Unbreaking gdb on Solaris post-multitarget [PR 25939]
Rainer Orth
ro@CeBiTec.Uni-Bielefeld.DE
Wed Jun 17 14:45:51 GMT 2020
Hi Pedro,
> On 6/16/20 3:21 PM, Rainer Orth wrote:
>> Some time ago, when testing gdb master on Solaris again after several
>> months, I discovered that gdb couldn't execute even a trivial program
>> anymore. This had gone unnoticed by the Solaris buildbots since the
>> code continued to compile just fine. Those bots are build-only since
>> many tests (especially thread tests) are either flaky or time out.
>>
>> A reghunt identified the multi-target merge as the culprit.
>
> I'm sorry about that.
no worries: the Solaris port had been in a relatively bad shape even
before, so maybe this will allow to get to the bottom of things and fix
them.
>> I've managed to get a bit further with the following patch which is
>> intended to push the procfs target first:
>
> That patch looks good to me.
Thanks.
>> However, while I now get over the initial assertion failure, I run
>> instead into
>>
>> procfs: couldn't find pid 0 in procinfo list.
>> procfs: init_inferior, open_proc_files line 2878, /proc/6031: No such file or directory.
>>
>> When I break in procfs.c (procfs_init_inferior), I can see that
>> create_procinfo succeeds.
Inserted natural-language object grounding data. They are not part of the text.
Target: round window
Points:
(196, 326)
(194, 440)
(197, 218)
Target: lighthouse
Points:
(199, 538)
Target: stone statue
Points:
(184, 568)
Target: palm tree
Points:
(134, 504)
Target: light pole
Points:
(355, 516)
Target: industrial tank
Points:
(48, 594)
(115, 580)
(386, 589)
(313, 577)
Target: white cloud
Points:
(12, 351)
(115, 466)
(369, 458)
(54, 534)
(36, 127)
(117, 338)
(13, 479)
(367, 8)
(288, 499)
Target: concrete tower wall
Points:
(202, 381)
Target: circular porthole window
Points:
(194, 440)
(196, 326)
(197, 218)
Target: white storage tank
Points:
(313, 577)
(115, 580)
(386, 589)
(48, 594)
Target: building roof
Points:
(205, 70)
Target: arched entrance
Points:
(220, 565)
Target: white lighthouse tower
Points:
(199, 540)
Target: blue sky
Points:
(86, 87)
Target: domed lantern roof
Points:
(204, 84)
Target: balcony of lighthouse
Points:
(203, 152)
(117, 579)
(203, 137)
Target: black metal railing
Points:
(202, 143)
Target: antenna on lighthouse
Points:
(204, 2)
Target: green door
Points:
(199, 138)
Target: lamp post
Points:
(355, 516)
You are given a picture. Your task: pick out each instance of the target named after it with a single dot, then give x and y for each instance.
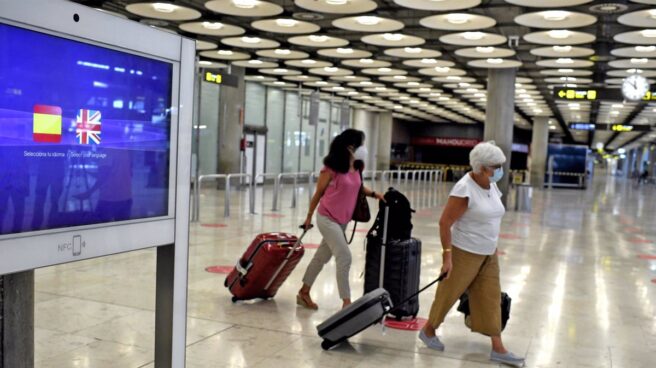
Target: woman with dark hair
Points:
(335, 195)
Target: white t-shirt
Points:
(477, 231)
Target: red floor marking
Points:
(640, 241)
(409, 325)
(219, 269)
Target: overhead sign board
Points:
(610, 127)
(593, 94)
(224, 79)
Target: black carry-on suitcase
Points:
(368, 310)
(393, 264)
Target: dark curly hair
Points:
(339, 156)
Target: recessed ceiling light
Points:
(485, 50)
(286, 22)
(320, 39)
(473, 36)
(367, 20)
(650, 33)
(559, 34)
(246, 4)
(212, 25)
(247, 39)
(555, 15)
(393, 36)
(165, 7)
(645, 48)
(412, 50)
(458, 18)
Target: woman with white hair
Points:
(469, 230)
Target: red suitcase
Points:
(265, 265)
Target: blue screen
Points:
(84, 133)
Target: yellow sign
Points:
(621, 128)
(574, 94)
(214, 78)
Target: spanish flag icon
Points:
(46, 124)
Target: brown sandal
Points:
(304, 300)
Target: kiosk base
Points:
(17, 320)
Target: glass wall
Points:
(275, 118)
(255, 104)
(292, 133)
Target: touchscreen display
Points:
(84, 133)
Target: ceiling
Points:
(429, 59)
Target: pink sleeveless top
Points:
(338, 201)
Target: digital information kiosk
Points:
(95, 150)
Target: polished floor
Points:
(580, 268)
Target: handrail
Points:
(227, 177)
(276, 191)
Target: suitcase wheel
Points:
(327, 344)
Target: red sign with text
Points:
(445, 142)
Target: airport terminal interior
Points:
(566, 89)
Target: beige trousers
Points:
(480, 275)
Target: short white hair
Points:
(486, 154)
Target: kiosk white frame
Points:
(170, 233)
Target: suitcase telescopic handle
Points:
(442, 276)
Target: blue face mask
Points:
(498, 174)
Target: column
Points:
(384, 140)
(539, 145)
(366, 121)
(17, 320)
(231, 112)
(500, 116)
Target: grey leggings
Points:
(333, 243)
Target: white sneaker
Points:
(507, 358)
(431, 342)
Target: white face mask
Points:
(361, 154)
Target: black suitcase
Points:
(399, 270)
(368, 310)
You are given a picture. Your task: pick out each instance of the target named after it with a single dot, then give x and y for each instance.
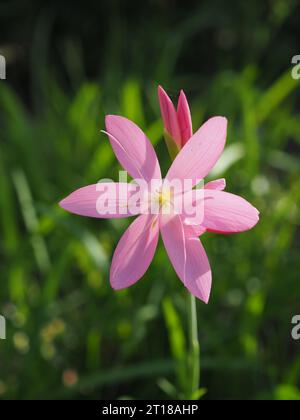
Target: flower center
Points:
(162, 198)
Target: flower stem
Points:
(194, 348)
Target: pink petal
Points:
(184, 118)
(102, 200)
(132, 148)
(187, 256)
(228, 213)
(169, 116)
(199, 230)
(201, 152)
(134, 252)
(218, 184)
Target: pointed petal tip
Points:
(63, 203)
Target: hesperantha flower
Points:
(178, 127)
(169, 206)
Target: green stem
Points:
(194, 348)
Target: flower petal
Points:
(134, 252)
(187, 256)
(200, 153)
(218, 184)
(132, 148)
(169, 116)
(228, 213)
(184, 118)
(105, 200)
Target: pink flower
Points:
(177, 123)
(223, 212)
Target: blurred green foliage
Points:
(68, 334)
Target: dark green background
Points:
(68, 64)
However, looking at the process tree at this
>> point, I see that the debuggee is still marked as defunct
>>
>> 18377 /vol/gcc/bin/gdb -i=mi /vol/gnu/obj/gdb/gdb/reghunt/no-r
>> 18379 /vol/gnu/obj/gdb/gdb/reghunt/no-resync/122457/gdb/gdb
>> 18382 <defunct>
>>
>> so open_procinfo_files fails because /proc/<pid> only contains psinfo
>> and usage, but no ctl file yet.
>>
>> I tried to do the same with a version of gdb from immediately before the
>> multi-target merge: while that can run a test program interactively just
>> fine,
>
> It's not clear to me whether you're saying that a version from before
> the multi-target changes can run a test program fine due to not needing
> the push_target fix, or whether the multi-target patchset itself caused
> this second issue you're observing even when debugging a simple hello
> program.
I've experimented a bit more yesterday. Immediately before the
multi-target patch, I have:
$ cat top-gdb.gdb
file ./gdb
run -q -D data-directory -x bottom-gdb.gdb
$ cat bottom-gdb.gdb
file ./hello
b main
run
$ gdb-9 -q -x top-gdb.gdb
Setting up the environment for debugging gdb.
Breakpoint 1 at 0x196c898: file /vol/gnu/src/gdb/hg/master/reghunt-122456/gdb/gdbsupport/errors.c, line 54.
Breakpoint 2 at 0x179e138: file /vol/gnu/src/gdb/hg/master/reghunt-122456/gdb/cli/cli-cmds.c, line 201.
[Thread debugging using libthread_db enabled]
[New Thread 1 (LWP 1)]
[New LWP 2 ]
[New LWP 3 ]
[New LWP 4 ]
[New LWP 5 ]
[New LWP 6 ]
[New LWP 7 ]
[New LWP 8 ]
[New LWP 9 ]
Breakpoint 1 at 0x401036: file hello.c, line 6.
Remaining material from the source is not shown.